Raymond Tice, Ph.D., chief of the National Toxicology Program at NIEHS and another of the paper’s authors, added, “This project is something the government is uniquely capable of doing, and this initial publication of the estrogen receptor data demonstrates the success of this federal collaborative model.”
The Tox21 group submitted the data reported on in the paper to the National Library of Medicine’s PubChem website, making it available for the public and other scientists to freely access. The results will enable the Tox21 team — as well as other scientists — to prioritize chemicals for further in-depth studies to define their effects on human health.
In releasing the data publicly, the Tox21 group plans to harness the power of crowdsourcing to challenge the general scientific community to develop innovative and original ways to analyze the data. “The data provide scientists with the initial roadmap that will enable them to interpret the results and predict the chemicals’ effects on human biology,” Simeonov said.
In the near future, Tox21 experts plan to publish similar data sets from screens of the Tox21 10K library in assays of stress response pathways, which are designed to identify compounds that can damage or kill cells.
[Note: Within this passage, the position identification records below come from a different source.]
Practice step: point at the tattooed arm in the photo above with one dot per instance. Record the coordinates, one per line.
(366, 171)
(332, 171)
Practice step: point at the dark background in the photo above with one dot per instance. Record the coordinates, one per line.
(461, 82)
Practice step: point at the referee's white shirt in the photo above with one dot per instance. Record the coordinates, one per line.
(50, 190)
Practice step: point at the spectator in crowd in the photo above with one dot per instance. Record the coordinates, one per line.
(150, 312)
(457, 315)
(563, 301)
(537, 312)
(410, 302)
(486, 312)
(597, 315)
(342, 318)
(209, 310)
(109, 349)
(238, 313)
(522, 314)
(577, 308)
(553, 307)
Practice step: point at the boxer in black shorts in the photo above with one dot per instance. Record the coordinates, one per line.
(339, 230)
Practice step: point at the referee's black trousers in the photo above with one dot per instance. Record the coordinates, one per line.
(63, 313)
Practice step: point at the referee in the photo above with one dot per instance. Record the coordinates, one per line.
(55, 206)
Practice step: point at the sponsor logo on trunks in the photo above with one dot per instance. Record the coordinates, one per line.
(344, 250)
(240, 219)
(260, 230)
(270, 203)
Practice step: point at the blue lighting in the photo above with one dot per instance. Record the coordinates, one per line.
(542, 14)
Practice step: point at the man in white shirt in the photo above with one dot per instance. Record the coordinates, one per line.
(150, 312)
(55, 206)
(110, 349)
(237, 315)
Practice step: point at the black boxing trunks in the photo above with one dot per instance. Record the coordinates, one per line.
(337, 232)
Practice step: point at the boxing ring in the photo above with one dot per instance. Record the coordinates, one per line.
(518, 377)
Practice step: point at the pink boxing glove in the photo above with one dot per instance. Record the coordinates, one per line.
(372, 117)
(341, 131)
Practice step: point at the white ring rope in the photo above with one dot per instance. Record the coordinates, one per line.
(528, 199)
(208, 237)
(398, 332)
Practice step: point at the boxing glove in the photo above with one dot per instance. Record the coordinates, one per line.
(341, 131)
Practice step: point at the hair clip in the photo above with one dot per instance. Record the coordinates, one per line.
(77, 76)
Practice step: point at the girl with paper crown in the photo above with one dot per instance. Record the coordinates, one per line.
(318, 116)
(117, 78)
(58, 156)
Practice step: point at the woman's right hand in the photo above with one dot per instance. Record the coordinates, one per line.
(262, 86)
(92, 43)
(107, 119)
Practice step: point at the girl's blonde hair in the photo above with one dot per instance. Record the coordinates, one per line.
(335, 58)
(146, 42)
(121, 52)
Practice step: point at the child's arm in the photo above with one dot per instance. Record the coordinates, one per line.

The team will continue to test the chemical library and release screening data, moving Tox21 closer to its goal of transforming toxicity testing into a cheaper, more efficient, and more effective enterprise, bringing about the ultimate endpoint of improved human health.
In addition, NCATS recently launched the Tox21 Data Challenge 2014, which is a crowdsourcing competition to develop predictive models for chemical toxicity from data generated from 12 Tox21 assays, including the estrogen receptors and stress response pathways information. This public sharing of Tox21 data and methods reflects the NCATS mission to disseminate knowledge and information to arm scientists with tools to carry out more efficient and transformative translational research.